The theory also posits that when people are reminded of their own deaths, they will more readily enforce their cultural worldviews. If their cultural worldview is xenophobic, nationalistic, or moralistic, they are prone to become more so. On a more political level, when Americans are reminded of their mortality, they view those who praise America in a more positive light, and those who criticize America in a more negative light. Patriotism is likely to increase, and punitive actions—including violence and war against those who criticize our worldviews—become more seductive. Hundreds of experiments have confirmed these findings.

Thus, U.S. leaders responded to the 9/11 strikes very much the way terror management theory would predict. We were reminded of our mortality. We lashed out. The costs for our nation have been inestimably high.
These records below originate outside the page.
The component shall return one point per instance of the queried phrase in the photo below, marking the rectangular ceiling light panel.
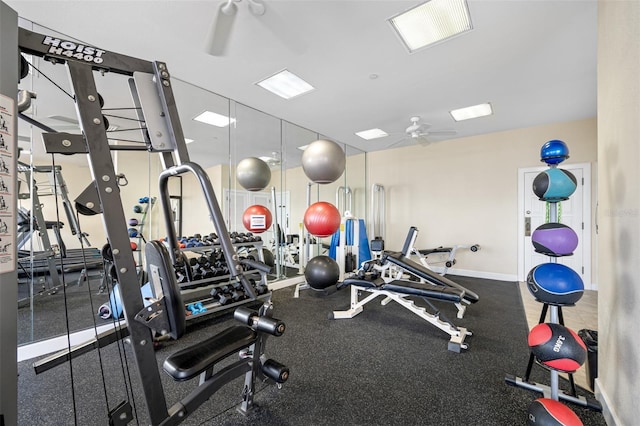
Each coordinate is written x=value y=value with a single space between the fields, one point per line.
x=432 y=22
x=372 y=134
x=214 y=119
x=475 y=111
x=285 y=84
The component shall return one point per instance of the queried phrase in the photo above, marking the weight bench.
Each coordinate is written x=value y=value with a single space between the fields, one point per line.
x=400 y=291
x=426 y=275
x=248 y=341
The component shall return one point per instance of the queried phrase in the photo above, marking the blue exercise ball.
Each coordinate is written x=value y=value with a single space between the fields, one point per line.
x=554 y=239
x=554 y=185
x=322 y=272
x=554 y=152
x=555 y=284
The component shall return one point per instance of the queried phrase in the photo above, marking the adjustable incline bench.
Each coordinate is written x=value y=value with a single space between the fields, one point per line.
x=375 y=278
x=368 y=280
x=395 y=265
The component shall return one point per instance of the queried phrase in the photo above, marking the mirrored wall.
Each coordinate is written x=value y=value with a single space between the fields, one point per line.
x=49 y=185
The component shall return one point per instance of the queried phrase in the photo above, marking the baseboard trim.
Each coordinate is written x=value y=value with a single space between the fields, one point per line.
x=607 y=408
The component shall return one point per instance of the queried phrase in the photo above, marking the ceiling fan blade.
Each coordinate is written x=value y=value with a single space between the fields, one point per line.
x=398 y=142
x=220 y=32
x=423 y=140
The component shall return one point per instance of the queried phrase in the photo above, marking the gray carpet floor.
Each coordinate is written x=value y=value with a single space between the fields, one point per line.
x=386 y=366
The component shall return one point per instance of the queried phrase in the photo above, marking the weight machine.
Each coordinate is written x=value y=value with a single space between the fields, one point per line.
x=151 y=88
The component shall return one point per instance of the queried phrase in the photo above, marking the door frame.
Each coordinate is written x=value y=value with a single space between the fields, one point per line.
x=586 y=217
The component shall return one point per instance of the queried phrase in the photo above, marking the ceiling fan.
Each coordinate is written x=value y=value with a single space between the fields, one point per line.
x=226 y=15
x=419 y=132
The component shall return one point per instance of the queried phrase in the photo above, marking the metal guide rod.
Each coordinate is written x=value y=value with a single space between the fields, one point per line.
x=103 y=173
x=276 y=233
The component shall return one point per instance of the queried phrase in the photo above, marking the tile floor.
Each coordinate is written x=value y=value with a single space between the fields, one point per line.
x=584 y=315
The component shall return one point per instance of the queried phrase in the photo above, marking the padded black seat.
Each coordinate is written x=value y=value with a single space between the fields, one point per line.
x=427 y=274
x=190 y=362
x=449 y=294
x=413 y=288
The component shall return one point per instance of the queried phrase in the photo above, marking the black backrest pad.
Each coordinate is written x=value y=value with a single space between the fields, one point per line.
x=159 y=264
x=429 y=291
x=427 y=274
x=361 y=283
x=190 y=362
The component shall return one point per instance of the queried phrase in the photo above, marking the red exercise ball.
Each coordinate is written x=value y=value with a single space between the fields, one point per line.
x=557 y=347
x=256 y=218
x=322 y=219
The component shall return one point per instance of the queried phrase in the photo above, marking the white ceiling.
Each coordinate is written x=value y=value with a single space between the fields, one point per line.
x=535 y=61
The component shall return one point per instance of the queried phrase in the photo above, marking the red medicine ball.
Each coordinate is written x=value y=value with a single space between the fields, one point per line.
x=557 y=347
x=549 y=412
x=256 y=218
x=322 y=219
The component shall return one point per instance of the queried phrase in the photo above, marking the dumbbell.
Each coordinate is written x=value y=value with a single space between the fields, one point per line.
x=224 y=299
x=261 y=288
x=237 y=295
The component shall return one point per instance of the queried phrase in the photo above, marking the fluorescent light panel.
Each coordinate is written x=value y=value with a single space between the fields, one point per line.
x=285 y=84
x=214 y=119
x=372 y=134
x=432 y=22
x=468 y=113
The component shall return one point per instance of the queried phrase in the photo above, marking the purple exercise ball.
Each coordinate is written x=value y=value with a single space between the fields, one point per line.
x=554 y=239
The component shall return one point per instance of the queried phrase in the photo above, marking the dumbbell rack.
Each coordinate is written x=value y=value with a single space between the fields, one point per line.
x=208 y=291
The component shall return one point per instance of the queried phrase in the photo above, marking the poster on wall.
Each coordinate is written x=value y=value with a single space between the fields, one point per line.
x=7 y=180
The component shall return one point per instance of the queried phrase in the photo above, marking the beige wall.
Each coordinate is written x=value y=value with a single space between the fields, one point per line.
x=619 y=209
x=464 y=191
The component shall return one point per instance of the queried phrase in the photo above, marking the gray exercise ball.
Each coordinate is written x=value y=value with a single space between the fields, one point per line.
x=323 y=161
x=253 y=174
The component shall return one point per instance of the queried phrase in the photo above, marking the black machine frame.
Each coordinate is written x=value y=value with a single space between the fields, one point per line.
x=151 y=87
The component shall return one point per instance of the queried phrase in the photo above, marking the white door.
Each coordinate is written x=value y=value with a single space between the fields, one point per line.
x=574 y=212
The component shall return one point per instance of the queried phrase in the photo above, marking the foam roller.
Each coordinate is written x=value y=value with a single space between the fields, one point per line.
x=245 y=316
x=272 y=326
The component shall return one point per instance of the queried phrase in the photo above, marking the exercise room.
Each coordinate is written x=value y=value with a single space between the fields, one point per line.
x=279 y=212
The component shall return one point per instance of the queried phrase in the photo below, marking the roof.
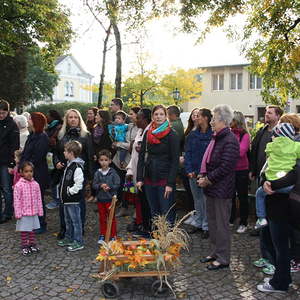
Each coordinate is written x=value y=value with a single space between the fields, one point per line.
x=223 y=66
x=61 y=58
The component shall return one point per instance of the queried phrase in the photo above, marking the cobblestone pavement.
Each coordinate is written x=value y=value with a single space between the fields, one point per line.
x=56 y=274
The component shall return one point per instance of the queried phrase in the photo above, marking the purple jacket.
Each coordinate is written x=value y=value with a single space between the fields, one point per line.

What now? The good news is that when we remind people of the good—or of anything that increases their self-esteem—before reminding them of their mortality, the negative impact is greatly reduced. And when respondents are reminded of their most important values—such as tolerance or their commitment to individual rights—mortality salience increases these commitments. If we are to prevail in the war on terrorism, we need to remember that the freedoms we demand come with great responsibilities. For one thing, those freedoms make us more vulnerable to terrorism. And these responsibilities involve not just fighting terrorists, but even more important, managing our own terror. It’s only by doing so as individuals that we can maintain our collective commitment to fundamental rights and tolerance.